Los años nos van haciendo más macarenos con la naturalidad con la que todo debe suceder allí, sin aspavientos ni gimoteos, con ese realismo popular y sentido común enseñado por la vida, maestra implacable pero también eficaz en su severa pedagogía. Por detrás más vida vivida que por vivir, por delante menos tiempo y más eternidad. Esto es lo que hay. Pero nuestra canción última, como la de Miguel Hernández, no puede ni quiere tener más último verso que éste: "Dejadme la esperanza". Él la escribía con minúscula y nosotros con mayúscula. Para él era un concepto, para nosotros una persona. No una virtud teologal, que también, sino una persona con rostro y domicilio conocidos que nos enseñaron por primera vez antes de tener memoria. Sin saberlo las madres presentan sus hijos a la Esperanza para no faltarles cuando éstos las pierdan, para que no queden del todo huérfanos cuando ellas mueran, para que sus labios no dejen nunca de pronunciar la palabra madre y para que, al menos una vez al año, puedan darles un beso. Solo cuando se pierde a una madre se sabe del todo quién es la Macarena.
Por eso conforme vamos cumpliendo años vamos siendo más de la Esperanza y Ella va siendo más íntimamente nuestra. Irremediablemente. Irresistiblemente. No porque esperemos que nos dé lo que le pedimos -que esto nada tiene que ver con los miedos y falsas ilusiones que quienes nada entienden creen que están en el origen de la devoción-, sino por lo que nos da sin que se lo pidamos y sin que lo merezcamos. Un regalo gratuito y desproporcionado al que no se puede corresponder, solo aceptarlo con agradecido asombro y lágrimas calladas.
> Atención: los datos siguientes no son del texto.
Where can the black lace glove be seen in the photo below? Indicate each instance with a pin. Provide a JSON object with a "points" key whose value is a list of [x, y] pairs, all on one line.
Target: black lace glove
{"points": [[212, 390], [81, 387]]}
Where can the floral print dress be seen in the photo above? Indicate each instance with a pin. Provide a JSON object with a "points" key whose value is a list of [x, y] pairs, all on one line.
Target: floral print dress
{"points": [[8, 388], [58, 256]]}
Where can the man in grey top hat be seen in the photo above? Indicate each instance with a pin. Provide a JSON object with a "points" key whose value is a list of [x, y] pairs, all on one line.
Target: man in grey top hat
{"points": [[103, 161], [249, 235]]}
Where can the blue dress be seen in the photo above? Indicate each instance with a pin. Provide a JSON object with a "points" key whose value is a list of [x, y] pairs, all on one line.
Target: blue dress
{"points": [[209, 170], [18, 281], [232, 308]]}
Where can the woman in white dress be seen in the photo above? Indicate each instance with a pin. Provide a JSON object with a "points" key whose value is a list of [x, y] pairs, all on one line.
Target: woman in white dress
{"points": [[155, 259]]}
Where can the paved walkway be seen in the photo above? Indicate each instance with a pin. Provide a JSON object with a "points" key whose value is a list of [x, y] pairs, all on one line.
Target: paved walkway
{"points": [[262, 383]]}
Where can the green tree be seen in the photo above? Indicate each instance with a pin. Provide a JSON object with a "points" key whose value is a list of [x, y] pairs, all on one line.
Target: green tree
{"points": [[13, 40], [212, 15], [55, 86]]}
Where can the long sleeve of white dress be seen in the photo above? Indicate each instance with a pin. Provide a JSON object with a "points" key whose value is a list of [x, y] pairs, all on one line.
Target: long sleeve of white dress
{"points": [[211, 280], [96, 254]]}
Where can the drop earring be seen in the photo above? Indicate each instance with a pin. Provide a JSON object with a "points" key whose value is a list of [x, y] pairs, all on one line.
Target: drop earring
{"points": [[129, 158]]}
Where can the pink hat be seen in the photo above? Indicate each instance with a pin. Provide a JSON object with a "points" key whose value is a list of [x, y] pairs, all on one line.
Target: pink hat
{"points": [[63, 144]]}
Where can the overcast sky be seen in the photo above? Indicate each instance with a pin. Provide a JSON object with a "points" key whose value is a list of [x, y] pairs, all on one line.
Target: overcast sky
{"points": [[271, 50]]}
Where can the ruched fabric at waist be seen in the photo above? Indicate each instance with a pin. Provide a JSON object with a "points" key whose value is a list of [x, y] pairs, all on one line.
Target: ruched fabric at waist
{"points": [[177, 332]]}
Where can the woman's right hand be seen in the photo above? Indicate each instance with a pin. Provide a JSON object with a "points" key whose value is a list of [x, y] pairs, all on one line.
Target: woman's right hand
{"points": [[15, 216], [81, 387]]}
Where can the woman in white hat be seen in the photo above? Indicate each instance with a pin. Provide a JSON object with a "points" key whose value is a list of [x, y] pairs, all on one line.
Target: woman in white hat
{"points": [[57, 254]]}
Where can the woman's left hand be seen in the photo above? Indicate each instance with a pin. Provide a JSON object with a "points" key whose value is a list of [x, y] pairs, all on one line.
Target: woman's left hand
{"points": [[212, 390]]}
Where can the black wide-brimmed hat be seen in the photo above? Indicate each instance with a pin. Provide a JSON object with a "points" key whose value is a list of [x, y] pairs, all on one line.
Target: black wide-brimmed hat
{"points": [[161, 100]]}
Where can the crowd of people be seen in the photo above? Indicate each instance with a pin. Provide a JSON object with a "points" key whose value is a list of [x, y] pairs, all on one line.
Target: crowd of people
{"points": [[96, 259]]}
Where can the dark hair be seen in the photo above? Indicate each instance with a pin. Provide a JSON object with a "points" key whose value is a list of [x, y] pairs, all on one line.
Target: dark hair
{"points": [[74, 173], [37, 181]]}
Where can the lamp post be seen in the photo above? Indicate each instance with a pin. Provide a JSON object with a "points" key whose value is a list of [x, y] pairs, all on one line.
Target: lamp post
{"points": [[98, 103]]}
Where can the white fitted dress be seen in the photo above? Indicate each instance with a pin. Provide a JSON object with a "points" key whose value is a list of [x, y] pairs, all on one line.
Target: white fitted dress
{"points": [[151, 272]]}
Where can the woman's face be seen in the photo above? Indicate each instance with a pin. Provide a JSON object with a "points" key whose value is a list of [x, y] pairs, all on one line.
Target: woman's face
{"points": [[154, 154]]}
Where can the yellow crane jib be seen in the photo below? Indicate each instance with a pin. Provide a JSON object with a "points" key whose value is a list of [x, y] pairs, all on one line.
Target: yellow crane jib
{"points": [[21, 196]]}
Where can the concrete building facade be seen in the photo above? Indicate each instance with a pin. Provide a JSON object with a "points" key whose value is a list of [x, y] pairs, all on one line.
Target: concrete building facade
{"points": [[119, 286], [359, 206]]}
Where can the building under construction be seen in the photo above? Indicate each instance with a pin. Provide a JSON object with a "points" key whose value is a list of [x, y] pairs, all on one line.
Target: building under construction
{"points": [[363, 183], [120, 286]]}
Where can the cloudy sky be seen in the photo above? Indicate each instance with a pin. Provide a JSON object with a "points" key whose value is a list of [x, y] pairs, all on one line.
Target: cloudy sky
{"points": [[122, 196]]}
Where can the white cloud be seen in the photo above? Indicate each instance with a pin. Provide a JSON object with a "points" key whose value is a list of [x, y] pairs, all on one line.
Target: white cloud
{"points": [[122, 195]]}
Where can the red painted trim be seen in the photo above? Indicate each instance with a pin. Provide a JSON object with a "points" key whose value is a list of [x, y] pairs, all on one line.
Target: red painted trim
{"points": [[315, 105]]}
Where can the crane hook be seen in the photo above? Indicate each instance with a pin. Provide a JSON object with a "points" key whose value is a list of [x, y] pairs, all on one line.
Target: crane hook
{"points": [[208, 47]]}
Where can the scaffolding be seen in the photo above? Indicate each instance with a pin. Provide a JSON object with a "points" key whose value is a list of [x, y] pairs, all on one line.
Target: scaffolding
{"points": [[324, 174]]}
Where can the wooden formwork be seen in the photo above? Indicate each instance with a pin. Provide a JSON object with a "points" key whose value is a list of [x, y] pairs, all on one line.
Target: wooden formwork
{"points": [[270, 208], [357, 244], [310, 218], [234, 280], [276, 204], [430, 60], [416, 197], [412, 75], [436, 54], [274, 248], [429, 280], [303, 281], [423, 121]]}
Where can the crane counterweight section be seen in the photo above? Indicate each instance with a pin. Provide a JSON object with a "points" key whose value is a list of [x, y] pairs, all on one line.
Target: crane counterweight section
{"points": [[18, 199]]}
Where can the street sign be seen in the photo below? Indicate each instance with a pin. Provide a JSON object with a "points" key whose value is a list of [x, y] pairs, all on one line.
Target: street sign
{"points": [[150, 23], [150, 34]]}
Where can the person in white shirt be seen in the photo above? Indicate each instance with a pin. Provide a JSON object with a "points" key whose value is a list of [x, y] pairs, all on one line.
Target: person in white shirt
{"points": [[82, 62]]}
Con esa íntima e irreprimible alegría que brota tan irrazonable y caprichosamente como los jaramagos que nadie planta y nadie riega, chiquita hermosura amarilla que convierte en belleza el deterioro y el olvido brotando entre las grietas -heridas del tiempo- de tejados y azoteas.
Y todo sin complacencia en la tristura. Con esa reciedumbre en el dolor y la alegría de las mujeres del barrio que tan bien he conocido. Con esa generosidad vital de quien ríe más por los que vienen que llora por los que se fueron. La Macarena no es burguesa, como las elegantes y becquerianas vírgenes del centro, y por ello no es melancólica. Es realista y recia. ¿Y hay algo más hermoso que una esperanza no frágil, sino recia, y no ilusoria, sino realista? Ésta es mi Macarena.